According to George Regan, chairman of the board, trustees began interviewing the six candidates on Tuesday. He said one candidate will be interviewed on each of six days, with the last interview being Jan. 29, which is Tuesday, the day Kinlaw is scheduled to be queried by the trustees. The interviews, which begin at 3:30 p.m. each day, will be in closed session and are not open to the public.
“We are on schedule,” Regan said. “We will have our three recommendations in Raleigh before the State Board of Community Colleges holds its February meeting.”
The state board meets on Feb. 14 and Feb. 15, according to Megen Hoenk, a spokesman for the board.

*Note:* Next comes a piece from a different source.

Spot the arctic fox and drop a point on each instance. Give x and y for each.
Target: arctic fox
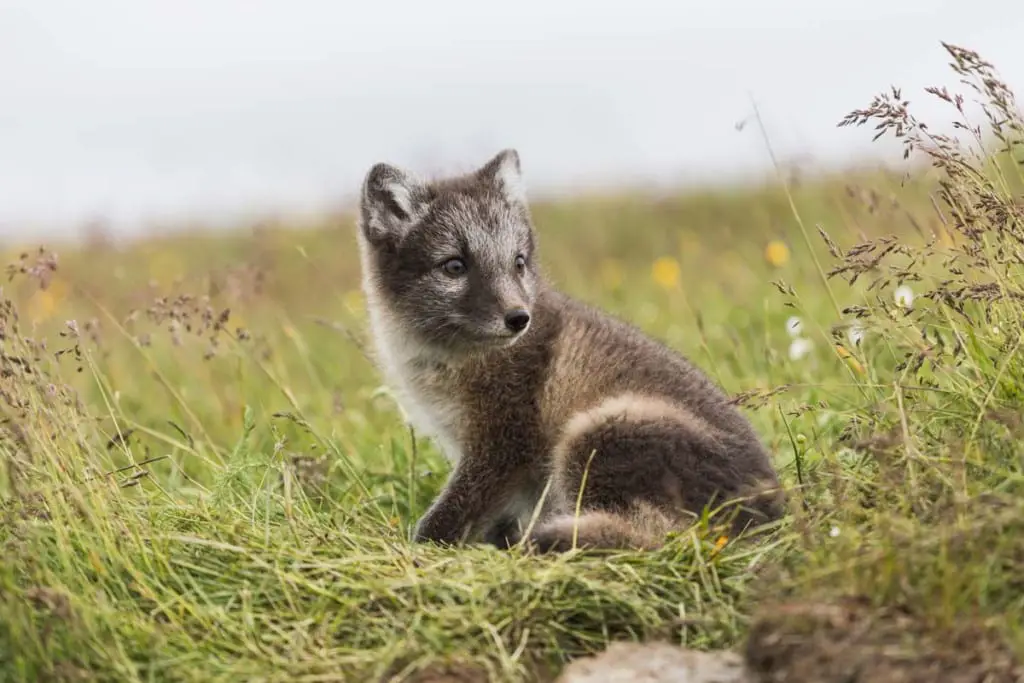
(531, 394)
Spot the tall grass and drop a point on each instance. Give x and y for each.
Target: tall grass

Although the local board decides who will be the college’s next president, the state board must grant final approval of the local board’s decision. RCC’s list of selected candidates will be submitted to the state board for its approval by Scott Ralls, president of the North Carolina Community College System.
The other candidates scheduled to be personally interviewed by RCC trustees before the end of the month are: Ralph Soney, former president of Roanoke-Chowan Community College; Pamela Hilbert, vice president of academic affairs at Pitt Community College; Richard Gough, executive vice president at Sandhills Community College; Kristi Snuggs, vice president of instruction Edgecombe Community College; and Roslyn Artis, former executive vice president/chief academic officer at Mountain State University.
Originally there were 37 applicants for the president’s position, but 13 did not meet the minimum requirement for the job — a doctorate from an accredited institution, and at least of five years of senior-level community college leadership. Regan told The Robesonian last month that applications came from all across the country, even stretching into British Columbia, Canada.
Chrestman, who began work at the college on Jan. 1, 2003, had planned to retire on Dec. 31, but agreed to work until February to give the trustees time to get the new president in place.